In the past few years, large-scale analyses have revealed many mutational signatures across the spectrum of human cancer types, including the latest effort by the ICGC/TCGA Pan-Cancer Analysis of Whole Genomes (PCAWG) Network (Alexandrov, L.B. et al., 2020) using data from more than 23,000 cancer patients.
As the number of mutational signatures and variant classes considered has increased, the need for a curated census of signatures has become apparent. Here, we deliver such a resource by providing a comprehensive overview of the key information known, suspected or widely discussed in the scientific literature for each of the identified mutational signatures on a dedicated website.

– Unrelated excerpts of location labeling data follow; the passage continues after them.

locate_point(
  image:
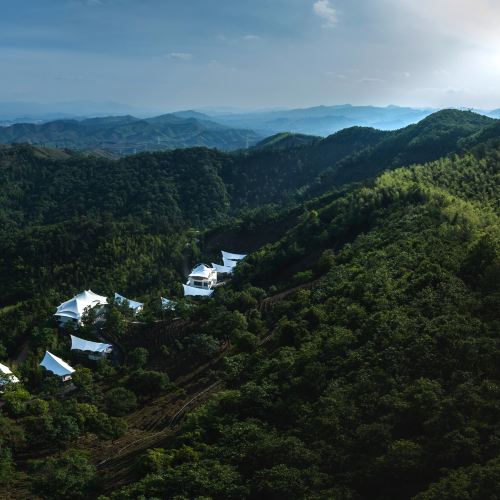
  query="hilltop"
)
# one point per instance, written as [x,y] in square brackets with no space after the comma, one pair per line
[127,134]
[353,354]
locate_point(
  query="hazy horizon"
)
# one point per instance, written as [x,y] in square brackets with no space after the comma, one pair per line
[172,55]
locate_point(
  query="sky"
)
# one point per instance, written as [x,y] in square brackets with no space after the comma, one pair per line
[166,55]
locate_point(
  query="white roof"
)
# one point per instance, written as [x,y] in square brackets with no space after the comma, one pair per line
[7,376]
[56,365]
[136,306]
[202,270]
[229,263]
[233,256]
[223,269]
[75,307]
[168,304]
[196,292]
[87,345]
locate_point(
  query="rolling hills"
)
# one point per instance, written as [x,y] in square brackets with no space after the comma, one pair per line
[353,355]
[126,134]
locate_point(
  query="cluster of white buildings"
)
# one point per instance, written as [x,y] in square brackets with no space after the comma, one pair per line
[71,312]
[202,282]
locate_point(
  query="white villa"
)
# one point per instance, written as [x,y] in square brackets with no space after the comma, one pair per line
[6,376]
[192,291]
[233,256]
[223,269]
[94,350]
[167,304]
[203,277]
[73,309]
[137,307]
[57,366]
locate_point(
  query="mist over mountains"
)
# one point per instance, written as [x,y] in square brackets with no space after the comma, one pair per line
[122,133]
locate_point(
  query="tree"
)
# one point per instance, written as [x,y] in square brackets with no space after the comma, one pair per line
[138,357]
[68,475]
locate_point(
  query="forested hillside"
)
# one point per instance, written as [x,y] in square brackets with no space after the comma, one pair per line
[123,135]
[354,354]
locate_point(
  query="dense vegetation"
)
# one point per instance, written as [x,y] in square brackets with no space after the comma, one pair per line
[354,355]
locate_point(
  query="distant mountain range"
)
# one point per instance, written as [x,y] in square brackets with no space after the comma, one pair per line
[326,120]
[127,134]
[223,130]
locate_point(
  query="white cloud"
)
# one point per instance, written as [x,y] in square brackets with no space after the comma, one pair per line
[180,56]
[325,10]
[371,81]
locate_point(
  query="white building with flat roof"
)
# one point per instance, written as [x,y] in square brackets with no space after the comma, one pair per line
[57,366]
[72,310]
[203,277]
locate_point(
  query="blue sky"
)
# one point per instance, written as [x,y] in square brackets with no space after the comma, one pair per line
[172,54]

This summary includes the mutational profile, proposed aetiology and tissue distribution of each signature, as well as potential associations with other mutational signatures and how the signature has changed during iterations of analysis.
Currently, three different variant classes are considered, resulting in the following sets of mutational signatures.
Mutational signatures version 3 was released as part of COSMIC release v89 (May 2019) and updated to version 3.1 in COSMIC release v91 (June 2020). The version 3.1 update expands and improves upon the version 2 signatures (March 2015) that were part of earlier COSMIC releases and can still be consulted.
The current set of mutational signatures has been extracted using SigProfiler, a compilation of publicly available bioinformatic tools addressing all the steps needed for signature identification. SigProfiler functionalities include mutation matrix generation from raw data and signature extraction, among others.
Mutational signatures as a collection of operative mutational processes
Mutational processes from different aetiologies are active during the course of cancer development. They can be identified using mutational signatures, due to their unique mutational pattern and specific activity on the genome.
This is illustrated in the figure below using a framework of 6 classes of single base substitutions, and three distinct mutational processes, whose respective strengths vary throughout a patient’s life. At the beginning, all mutations were due to the activity of the endogenous mutational process. As time progresses, the other processes get activated and the mutational spectrum of the cancer genome continues to change.